Property from A CALIFORNIA ESTATE
Richard Diebenkorn (1922-1993)

細節
Richard Diebenkorn (1922-1993)

Berkeley #66

initialed and dated 'RD 56' lower right--signed, titled and dated again 'R. DIEBENKORN 1956 BERKELEY #66' on the reverse--oil on canvas
41¾ x 36¼in. (106 x 92cm.)
來源
Paul Kantor Gallery, Los Angeles.
展覽
Sacramento, Crocker Art Museum, 100 Years of California Landscape, Aug. 1987-July 1988.

拍品專文

After two seminal periods in his artistic development in Albuquerque and Urbana, Illinois, Richard Diebenkorn moved to Berkeley, California in 1953 where he executed the exuberant Berkeley Series of paintings and drawings. The Berkeley Series was the culmination of the artist's fusion of painting and drawing with his visual interpretation of the natural landscape.

Upon his return to California, he was invigorated by the light of the Bay Area landscape and his palette burst into vibrant colors applied with action-filled Abstract Expressionist brushstrokes. As his art became less representational and less dependent on line, he began to "open up full throttle (and paint) in his own lyrical and expansive way an inspired series of Abstract Expressionist canvases of the first importance" (M. Tuchman, Diebenkorn's Early Years, Richard Diebenkorn Paintings and Drawings, 1943-1980, Buffalo 1980, p. 23).

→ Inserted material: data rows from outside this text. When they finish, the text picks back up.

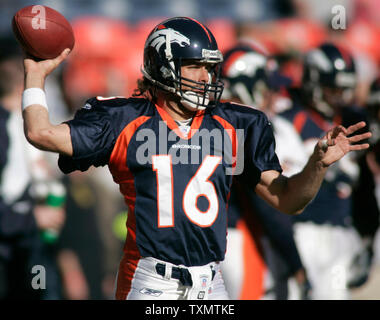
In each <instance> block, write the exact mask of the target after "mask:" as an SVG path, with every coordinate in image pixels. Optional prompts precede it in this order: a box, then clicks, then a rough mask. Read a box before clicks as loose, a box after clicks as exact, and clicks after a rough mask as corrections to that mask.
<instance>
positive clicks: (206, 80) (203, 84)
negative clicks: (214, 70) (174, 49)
mask: <svg viewBox="0 0 380 320" xmlns="http://www.w3.org/2000/svg"><path fill="white" fill-rule="evenodd" d="M210 72H211V66H210V64H206V63H200V62H197V61H189V62H186V63H184V64H183V65H182V67H181V76H182V78H185V79H189V80H192V81H195V82H198V83H201V84H202V85H200V84H198V85H197V84H195V83H193V82H190V81H186V80H183V81H182V90H183V91H188V90H189V91H194V92H197V89H199V90H198V92H199V93H201V94H202V93H203V90H204V85H205V84H207V83H210V81H211V73H210Z"/></svg>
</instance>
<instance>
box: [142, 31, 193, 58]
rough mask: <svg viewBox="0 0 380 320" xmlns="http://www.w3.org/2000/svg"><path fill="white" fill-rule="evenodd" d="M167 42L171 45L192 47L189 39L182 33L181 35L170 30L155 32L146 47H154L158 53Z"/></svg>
mask: <svg viewBox="0 0 380 320" xmlns="http://www.w3.org/2000/svg"><path fill="white" fill-rule="evenodd" d="M167 41H168V42H169V43H170V44H172V43H178V44H179V45H180V46H181V47H184V46H186V45H187V46H189V45H190V39H189V38H187V37H185V36H184V35H183V34H182V33H179V32H178V31H176V30H174V29H171V28H169V29H160V30H157V31H156V32H153V34H152V35H151V36H150V37H149V38H148V40H147V42H146V46H152V47H154V48H155V49H156V50H157V52H159V50H160V48H161V47H162V45H163V44H164V43H166V42H167Z"/></svg>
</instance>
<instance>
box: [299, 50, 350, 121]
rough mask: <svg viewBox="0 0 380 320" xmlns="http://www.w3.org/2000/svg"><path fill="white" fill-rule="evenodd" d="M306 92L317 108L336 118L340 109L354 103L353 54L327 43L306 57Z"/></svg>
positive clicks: (346, 50) (305, 78) (304, 85)
mask: <svg viewBox="0 0 380 320" xmlns="http://www.w3.org/2000/svg"><path fill="white" fill-rule="evenodd" d="M302 83H303V90H304V91H305V96H306V97H309V98H311V99H312V101H311V103H312V105H313V107H314V108H315V109H316V110H317V111H318V112H320V113H321V114H322V115H324V116H325V117H326V118H332V117H333V116H334V114H335V110H336V108H338V107H341V106H344V105H347V104H348V103H350V102H351V101H352V98H353V96H354V90H355V87H356V83H357V79H356V68H355V63H354V59H353V57H352V55H351V54H350V53H349V52H348V51H347V50H345V49H343V48H339V47H338V46H336V45H334V44H332V43H323V44H322V45H320V46H319V47H317V48H315V49H313V50H311V51H310V52H308V53H307V54H306V56H305V60H304V70H303V81H302Z"/></svg>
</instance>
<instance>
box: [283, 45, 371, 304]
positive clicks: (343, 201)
mask: <svg viewBox="0 0 380 320" xmlns="http://www.w3.org/2000/svg"><path fill="white" fill-rule="evenodd" d="M356 82H357V78H356V69H355V62H354V59H353V57H352V55H351V54H350V53H349V52H348V51H347V50H346V49H344V48H341V47H338V46H337V45H335V44H333V43H328V42H326V43H322V44H321V45H320V46H318V47H316V48H314V49H313V50H310V51H309V52H308V53H307V54H306V55H305V57H304V62H303V79H302V85H301V87H300V88H297V89H292V90H289V92H291V95H292V101H293V107H292V108H291V109H289V110H287V111H285V112H284V113H282V114H281V115H282V116H284V117H286V118H287V119H288V120H290V121H291V122H292V123H293V125H294V128H295V129H296V131H297V132H298V133H299V135H300V137H301V139H302V141H303V143H304V148H305V150H306V152H307V153H308V154H312V153H313V149H314V144H315V143H316V142H317V141H319V139H320V137H321V136H323V135H324V132H325V131H326V130H329V129H330V128H333V127H334V126H337V125H338V126H339V125H344V126H347V125H350V124H352V123H354V122H355V121H358V120H359V119H362V120H365V119H366V118H365V117H364V116H363V114H362V112H360V109H359V108H358V107H354V104H353V102H354V94H353V92H354V90H355V86H356ZM363 122H365V121H363ZM351 155H352V154H351ZM351 155H350V156H348V157H345V158H343V159H341V160H340V161H338V162H336V163H335V164H334V165H333V166H330V168H329V170H327V173H326V176H325V179H324V181H323V183H322V185H321V188H320V190H319V192H318V194H317V195H316V197H315V199H314V200H313V202H312V203H311V204H310V205H309V206H308V207H307V208H306V209H305V211H304V213H303V214H302V215H299V216H297V217H293V221H294V230H295V239H296V243H297V247H298V249H299V252H300V255H301V258H302V261H303V264H304V266H305V267H306V270H307V272H308V277H309V280H310V282H311V285H312V288H313V291H312V296H311V297H312V299H349V298H350V293H349V290H348V288H347V287H346V285H345V283H346V281H347V279H346V277H347V274H348V266H349V262H350V260H351V259H352V255H353V254H354V253H355V250H357V249H358V244H359V241H358V239H357V235H356V234H355V232H354V230H353V228H352V223H351V210H352V208H351V202H352V196H351V195H352V186H353V184H354V182H355V181H356V178H357V173H358V166H357V163H356V160H355V159H354V158H353V157H351Z"/></svg>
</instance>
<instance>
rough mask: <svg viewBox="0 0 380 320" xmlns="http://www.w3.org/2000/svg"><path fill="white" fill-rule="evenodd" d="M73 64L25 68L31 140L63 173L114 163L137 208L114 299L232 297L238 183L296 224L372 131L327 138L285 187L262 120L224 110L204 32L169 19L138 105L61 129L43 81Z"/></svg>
mask: <svg viewBox="0 0 380 320" xmlns="http://www.w3.org/2000/svg"><path fill="white" fill-rule="evenodd" d="M68 54H69V50H64V51H63V52H62V54H61V55H60V56H58V57H57V58H55V59H51V60H45V61H39V62H36V61H34V60H32V59H30V58H27V59H26V60H25V89H26V90H25V91H24V93H23V110H24V111H23V117H24V125H25V134H26V137H27V139H28V140H29V141H30V143H32V144H33V145H35V146H37V147H38V148H40V149H42V150H48V151H53V152H58V153H59V154H60V158H59V161H58V165H59V167H60V169H61V170H62V171H63V172H64V173H69V172H72V171H74V170H82V171H84V170H87V169H88V168H89V167H90V166H104V165H108V167H109V169H110V171H111V173H112V175H113V178H114V181H115V182H116V183H118V184H119V185H120V191H121V193H122V194H123V196H124V197H125V201H126V204H127V206H128V212H129V214H128V221H127V229H128V234H127V238H126V241H125V247H124V256H123V258H122V260H121V262H120V267H119V272H118V278H117V288H116V299H227V298H228V295H227V293H226V291H225V287H224V283H223V279H222V276H221V273H220V261H222V260H223V259H224V254H225V250H226V229H227V210H226V207H227V203H228V196H229V192H230V186H231V183H232V179H233V177H234V175H237V174H238V173H240V176H241V179H242V180H243V181H244V182H245V183H246V184H247V185H249V186H250V187H251V188H252V189H254V190H255V191H256V192H257V194H258V195H260V196H261V197H262V198H263V199H265V200H266V201H267V202H268V203H269V204H270V205H272V206H274V207H275V208H277V209H278V210H280V211H282V212H285V213H288V214H296V213H300V212H302V210H303V209H304V208H305V206H306V205H307V204H308V203H309V202H310V201H311V199H312V198H313V197H314V196H315V194H316V193H317V191H318V189H319V186H320V184H321V182H322V181H323V177H324V175H325V173H326V170H327V168H328V167H329V166H330V165H331V164H333V163H334V162H335V161H337V160H338V159H340V158H342V157H343V156H344V155H345V154H347V153H348V152H350V151H352V150H362V149H365V148H367V147H368V145H367V144H361V143H359V144H356V145H354V144H353V143H354V142H360V141H362V140H363V139H365V138H368V137H369V136H370V133H369V132H367V133H363V134H361V135H355V132H356V131H357V130H359V129H360V128H362V127H363V126H364V123H357V124H355V125H352V126H350V127H348V128H344V127H343V126H337V127H335V128H333V129H331V130H329V131H328V132H327V133H326V134H325V135H324V136H323V137H322V138H321V139H320V140H319V141H318V142H317V143H316V146H315V151H314V153H313V154H312V156H311V157H310V160H309V162H308V164H307V165H306V166H305V168H304V169H303V170H302V172H300V173H299V174H296V175H294V176H292V177H291V178H287V177H285V176H283V175H281V166H280V164H279V162H278V159H277V156H276V154H275V151H274V149H275V148H274V138H273V132H272V128H271V125H270V123H269V121H268V120H267V117H266V116H265V114H263V113H262V112H260V111H258V110H255V109H252V108H248V107H244V106H236V105H232V104H230V103H220V101H219V98H220V95H221V93H222V90H223V84H222V82H221V81H220V80H219V75H218V71H219V66H220V63H221V62H222V60H223V56H222V54H221V52H220V51H219V50H218V46H217V42H216V41H215V38H214V36H213V35H212V33H211V32H210V30H209V29H208V28H207V27H206V26H205V25H203V24H202V23H200V22H198V21H196V20H194V19H191V18H185V17H176V18H171V19H168V20H165V21H162V22H161V23H159V24H158V25H157V26H155V27H154V28H153V30H152V31H151V33H150V34H149V36H148V38H147V40H146V43H145V49H144V65H143V68H142V73H143V79H142V81H140V82H139V83H138V89H139V90H138V91H139V92H137V94H139V96H138V97H132V98H129V99H125V98H101V97H95V98H91V99H89V100H88V101H87V103H86V104H85V105H84V107H83V108H82V109H81V110H79V111H78V112H77V113H76V115H75V117H74V119H72V120H70V121H68V122H66V123H62V124H59V125H53V124H51V123H50V121H49V118H48V115H49V113H48V108H47V104H46V102H45V96H44V92H43V87H44V82H45V78H46V76H47V75H48V74H49V73H50V72H51V71H52V70H53V69H55V68H56V67H57V66H58V65H59V64H60V63H61V62H62V61H63V60H64V59H65V58H66V57H67V55H68Z"/></svg>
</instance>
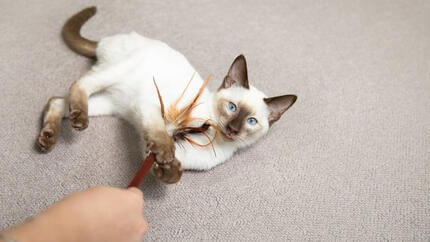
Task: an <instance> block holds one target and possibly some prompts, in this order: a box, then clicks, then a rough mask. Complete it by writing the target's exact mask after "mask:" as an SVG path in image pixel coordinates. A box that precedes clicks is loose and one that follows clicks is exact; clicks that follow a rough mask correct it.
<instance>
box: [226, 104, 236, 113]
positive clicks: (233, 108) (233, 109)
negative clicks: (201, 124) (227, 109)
mask: <svg viewBox="0 0 430 242" xmlns="http://www.w3.org/2000/svg"><path fill="white" fill-rule="evenodd" d="M227 106H228V109H229V110H230V111H232V112H236V109H237V107H236V105H235V104H234V103H232V102H229V103H228V105H227Z"/></svg>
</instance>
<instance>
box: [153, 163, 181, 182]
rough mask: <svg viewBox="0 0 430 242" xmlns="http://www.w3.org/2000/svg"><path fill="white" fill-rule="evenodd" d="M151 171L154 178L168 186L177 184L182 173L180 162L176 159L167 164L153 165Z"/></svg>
mask: <svg viewBox="0 0 430 242" xmlns="http://www.w3.org/2000/svg"><path fill="white" fill-rule="evenodd" d="M152 169H153V172H154V175H155V177H156V178H158V179H159V180H160V181H162V182H165V183H169V184H172V183H176V182H178V181H179V180H180V179H181V176H182V172H183V169H182V166H181V162H179V161H178V160H177V159H174V160H173V161H172V162H171V163H169V164H158V163H155V164H154V166H153V168H152Z"/></svg>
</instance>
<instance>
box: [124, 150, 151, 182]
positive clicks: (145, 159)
mask: <svg viewBox="0 0 430 242" xmlns="http://www.w3.org/2000/svg"><path fill="white" fill-rule="evenodd" d="M154 162H155V156H154V154H152V153H149V155H148V156H147V157H146V159H145V160H144V161H143V164H142V166H141V167H140V168H139V170H138V171H137V172H136V174H135V175H134V177H133V180H132V181H131V182H130V184H129V185H128V187H127V188H129V187H139V185H140V183H142V181H143V179H145V176H146V174H147V173H148V171H149V170H150V169H151V166H152V164H154Z"/></svg>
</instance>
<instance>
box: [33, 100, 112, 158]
mask: <svg viewBox="0 0 430 242" xmlns="http://www.w3.org/2000/svg"><path fill="white" fill-rule="evenodd" d="M67 107H68V101H67V99H66V98H64V97H51V98H50V99H49V100H48V103H47V104H46V105H45V108H44V110H43V117H42V118H43V120H42V121H43V123H42V129H41V131H40V133H39V137H38V138H37V145H38V146H39V148H40V150H41V151H43V152H48V151H50V150H52V148H53V147H54V146H55V143H56V142H57V140H58V137H59V136H60V132H61V122H62V120H63V118H67V117H69V116H70V114H69V110H68V109H67ZM88 109H89V110H88V116H102V115H112V114H114V113H115V106H114V104H113V102H112V100H111V99H110V97H109V96H108V95H103V93H98V94H95V95H93V96H91V97H90V98H89V100H88Z"/></svg>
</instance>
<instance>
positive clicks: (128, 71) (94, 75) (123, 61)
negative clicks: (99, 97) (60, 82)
mask: <svg viewBox="0 0 430 242" xmlns="http://www.w3.org/2000/svg"><path fill="white" fill-rule="evenodd" d="M141 58H142V55H141V54H139V53H136V54H135V55H132V56H130V57H129V58H127V59H126V60H124V61H121V62H118V63H115V64H112V65H110V64H106V63H105V64H103V63H102V64H99V65H96V66H94V67H93V68H92V70H91V71H89V72H88V73H87V74H85V75H84V76H83V77H82V78H80V79H79V80H78V81H76V82H74V83H73V84H72V86H71V87H70V90H69V98H68V100H69V112H70V116H69V120H70V123H71V125H72V127H73V128H74V129H76V130H84V129H86V128H87V127H88V98H89V97H90V96H91V95H92V94H95V93H97V92H100V91H103V90H106V89H107V88H109V87H111V86H113V85H114V84H116V83H118V82H120V81H121V80H122V79H123V78H124V76H125V75H126V73H129V72H130V70H132V69H133V68H134V67H135V66H136V64H138V63H139V61H140V59H141Z"/></svg>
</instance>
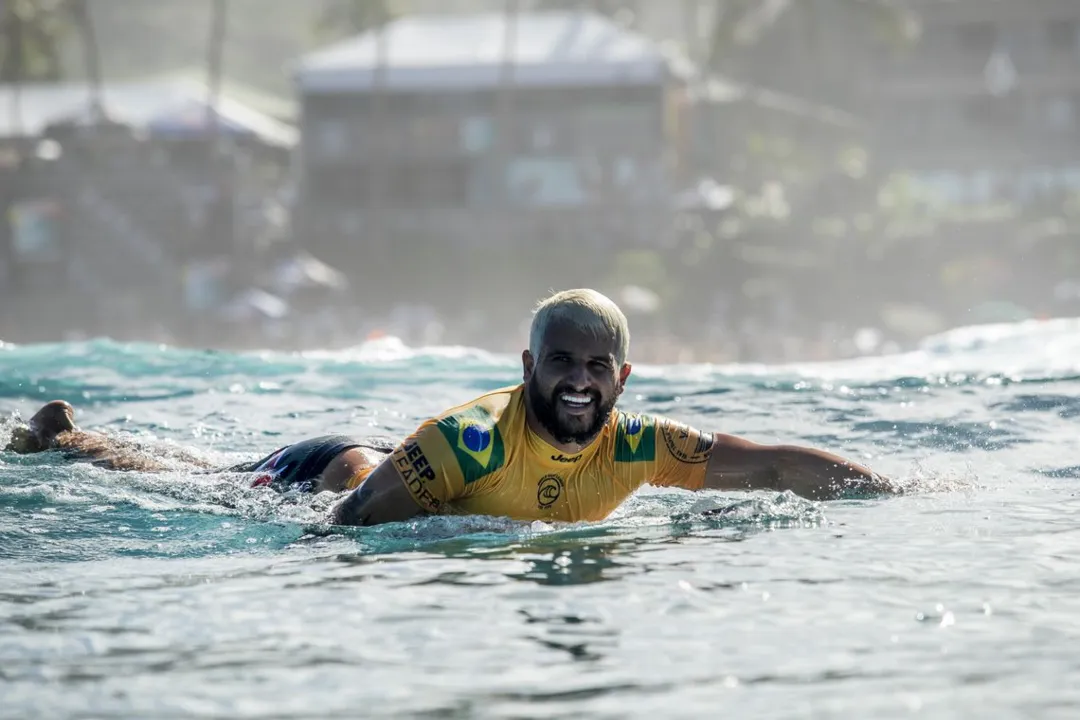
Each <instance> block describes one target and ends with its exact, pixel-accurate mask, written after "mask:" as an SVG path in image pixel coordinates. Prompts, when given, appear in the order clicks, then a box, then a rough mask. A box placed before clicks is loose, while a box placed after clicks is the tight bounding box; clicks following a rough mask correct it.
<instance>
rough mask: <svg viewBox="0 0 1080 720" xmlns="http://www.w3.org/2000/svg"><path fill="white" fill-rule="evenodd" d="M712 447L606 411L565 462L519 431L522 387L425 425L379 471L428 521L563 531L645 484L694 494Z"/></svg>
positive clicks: (590, 516) (654, 418) (525, 430)
mask: <svg viewBox="0 0 1080 720" xmlns="http://www.w3.org/2000/svg"><path fill="white" fill-rule="evenodd" d="M712 448H713V435H712V434H711V433H701V432H699V431H697V430H693V429H691V427H688V426H687V425H684V424H681V423H677V422H674V421H672V420H670V419H666V418H660V417H654V416H648V415H633V413H627V412H621V411H618V410H616V411H613V412H612V413H611V416H610V418H609V419H608V421H607V423H606V424H605V426H604V429H603V431H602V432H600V434H599V435H598V436H597V437H596V438H595V439H594V440H593V441H592V443H591V444H590V445H589V446H588V447H586V448H584V449H583V450H582V451H581V452H579V453H577V454H571V456H567V454H565V453H564V452H562V451H559V450H558V449H556V448H554V447H552V446H551V445H549V444H548V443H546V441H544V440H543V439H541V438H540V437H539V436H538V435H537V434H536V433H535V432H532V430H531V429H530V427H529V426H528V423H527V422H526V418H525V386H524V384H522V385H517V386H513V388H504V389H501V390H497V391H495V392H491V393H488V394H486V395H482V396H481V397H478V398H476V399H474V400H472V402H471V403H467V404H464V405H461V406H458V407H456V408H453V409H450V410H448V411H446V412H445V413H443V415H442V416H440V417H437V418H432V419H431V420H428V421H426V422H424V423H423V424H421V425H420V426H419V429H417V431H416V432H415V433H413V435H410V436H409V437H408V438H406V439H405V441H404V443H402V444H401V445H400V446H399V447H397V448H396V449H395V450H394V451H393V453H392V454H391V457H390V459H389V460H388V462H392V463H393V465H394V467H395V468H396V470H397V474H399V475H400V476H401V478H402V481H403V483H404V484H405V486H406V487H407V488H408V490H409V492H410V493H411V495H413V498H414V499H415V500H416V502H417V503H418V504H419V505H420V506H421V507H423V508H424V510H427V511H429V512H431V513H442V514H465V515H497V516H505V517H512V518H515V519H522V520H559V521H570V522H573V521H579V520H600V519H604V518H605V517H607V516H608V515H609V514H610V513H611V512H612V511H613V510H615V508H616V507H618V506H619V505H620V504H621V503H622V501H624V500H625V499H626V498H627V497H629V495H630V494H631V493H632V492H634V490H636V489H637V488H639V487H640V486H643V485H646V484H649V485H656V486H676V487H680V488H686V489H688V490H698V489H701V488H702V487H703V485H704V481H705V465H706V463H707V461H708V457H710V454H711V452H712ZM357 479H361V478H357Z"/></svg>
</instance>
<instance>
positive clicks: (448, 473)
mask: <svg viewBox="0 0 1080 720" xmlns="http://www.w3.org/2000/svg"><path fill="white" fill-rule="evenodd" d="M464 487H465V486H464V475H463V474H462V472H461V465H460V464H459V463H458V460H457V458H456V457H455V453H454V450H453V449H451V448H450V446H449V444H448V441H447V439H446V437H445V436H444V435H443V433H442V431H440V429H438V426H437V423H436V422H435V421H429V422H426V423H424V424H423V425H421V426H420V429H419V430H417V432H416V433H414V434H413V435H411V436H410V437H408V438H407V439H406V440H405V441H404V443H402V444H401V445H400V446H397V448H395V449H394V451H393V452H392V453H390V457H389V458H387V459H386V460H383V461H382V462H381V463H379V466H378V467H376V468H375V470H373V471H372V474H370V475H368V476H367V477H366V478H364V481H363V484H362V485H361V486H360V487H359V488H356V489H355V490H353V491H352V492H351V493H350V494H349V495H348V497H347V498H346V499H345V500H343V501H341V503H340V504H339V505H338V506H337V507H335V508H334V511H333V513H332V516H330V519H332V521H333V522H334V524H335V525H380V524H382V522H400V521H402V520H408V519H410V518H413V517H416V516H417V515H419V514H420V513H440V512H442V511H443V506H444V505H445V504H446V503H448V502H450V501H453V500H454V499H455V498H459V497H461V495H462V494H463V492H464Z"/></svg>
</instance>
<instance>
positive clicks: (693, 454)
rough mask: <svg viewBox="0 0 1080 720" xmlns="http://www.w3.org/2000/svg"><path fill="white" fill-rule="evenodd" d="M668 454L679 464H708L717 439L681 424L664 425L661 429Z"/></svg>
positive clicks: (691, 427)
mask: <svg viewBox="0 0 1080 720" xmlns="http://www.w3.org/2000/svg"><path fill="white" fill-rule="evenodd" d="M660 436H661V437H663V438H664V446H665V447H666V448H667V452H670V453H671V454H672V457H673V458H675V459H676V460H678V461H679V462H683V463H686V464H688V465H698V464H701V463H703V462H707V461H708V458H710V456H712V454H713V443H714V441H715V438H714V437H713V434H712V433H702V432H701V431H698V430H693V429H692V427H690V426H689V425H684V424H681V423H677V422H673V423H664V425H663V426H662V427H661V429H660Z"/></svg>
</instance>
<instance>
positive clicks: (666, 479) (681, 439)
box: [649, 418, 714, 490]
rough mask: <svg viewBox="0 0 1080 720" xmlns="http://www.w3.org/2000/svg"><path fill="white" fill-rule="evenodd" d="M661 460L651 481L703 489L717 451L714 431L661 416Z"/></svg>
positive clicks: (660, 456) (694, 488)
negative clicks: (710, 430) (700, 430)
mask: <svg viewBox="0 0 1080 720" xmlns="http://www.w3.org/2000/svg"><path fill="white" fill-rule="evenodd" d="M656 441H657V464H656V470H654V475H653V477H652V478H651V479H650V480H649V483H650V485H657V486H664V487H678V488H684V489H686V490H701V489H702V488H703V487H705V471H706V468H707V466H708V458H710V457H711V456H712V454H713V443H714V436H713V433H703V432H701V431H700V430H694V429H693V427H690V426H689V425H685V424H683V423H680V422H676V421H674V420H671V419H670V418H657V440H656Z"/></svg>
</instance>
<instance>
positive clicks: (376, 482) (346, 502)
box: [330, 459, 421, 525]
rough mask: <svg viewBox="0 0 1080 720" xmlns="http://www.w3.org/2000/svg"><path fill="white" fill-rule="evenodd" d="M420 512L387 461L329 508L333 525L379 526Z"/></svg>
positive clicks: (418, 508) (400, 476)
mask: <svg viewBox="0 0 1080 720" xmlns="http://www.w3.org/2000/svg"><path fill="white" fill-rule="evenodd" d="M420 512H421V507H420V506H419V505H417V503H416V501H415V500H413V495H411V493H409V491H408V488H406V487H405V484H404V483H403V481H402V478H401V476H399V475H397V471H396V470H395V468H394V465H393V463H392V462H390V461H389V459H388V460H384V461H382V462H381V463H379V466H378V467H376V468H375V470H373V471H372V474H370V475H368V476H367V477H366V478H365V479H364V483H363V484H362V485H361V486H360V487H359V488H356V489H355V490H353V491H352V492H350V493H349V494H348V495H347V497H346V499H345V500H342V501H341V502H340V503H338V504H337V505H336V506H335V507H334V508H333V510H332V511H330V522H332V524H334V525H381V524H383V522H400V521H402V520H408V519H410V518H413V517H415V516H417V515H419V514H420Z"/></svg>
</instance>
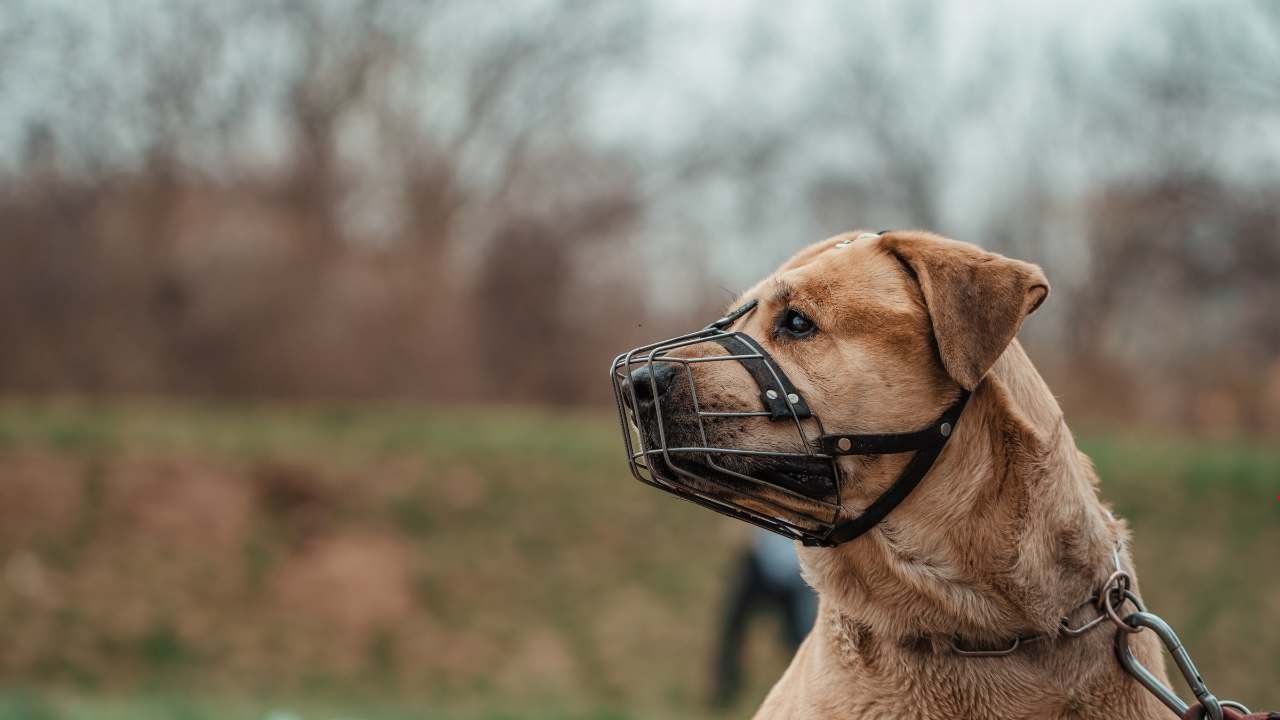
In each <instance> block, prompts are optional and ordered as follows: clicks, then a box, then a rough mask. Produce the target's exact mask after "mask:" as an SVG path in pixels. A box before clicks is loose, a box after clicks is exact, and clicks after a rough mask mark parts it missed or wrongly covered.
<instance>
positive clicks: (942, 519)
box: [696, 232, 1169, 720]
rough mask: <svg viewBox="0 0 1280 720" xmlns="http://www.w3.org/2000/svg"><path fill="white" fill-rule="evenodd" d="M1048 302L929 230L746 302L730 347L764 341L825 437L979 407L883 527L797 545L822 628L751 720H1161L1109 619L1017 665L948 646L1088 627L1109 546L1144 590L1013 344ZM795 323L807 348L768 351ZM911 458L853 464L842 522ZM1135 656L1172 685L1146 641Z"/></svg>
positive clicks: (729, 387) (879, 457) (779, 437)
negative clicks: (790, 320)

Berkeley #66 is highly characteristic of the series and especially compelling in its vibrant coloration, its emphatic application of paint and its activated surface which denies spatial illusion. Diebenkorn described his process of composing these paintings so that "every hue and every variation is in the picture. I would ask, how much further can I go, what further break in the color system can I make?...It wasn't fun unless all the colors, all the characters, were present" (ibid., p. 24).

The Berkeley paintings are of particular importance because they mark the successful integration of Diebenkorn's ideas and impulses up to that time, and represent a fully mature body of work. "The ambiguity of pre-Berkeley pictures is now suffused into the most agitated and spontaneous painting Diebenkorn has ever made. The exhilarated gaiety is held in check by seriousness; the stroking is never excessively exuberant or perfervid, being restrained by strong architectonic structure" (ibid., p. 23).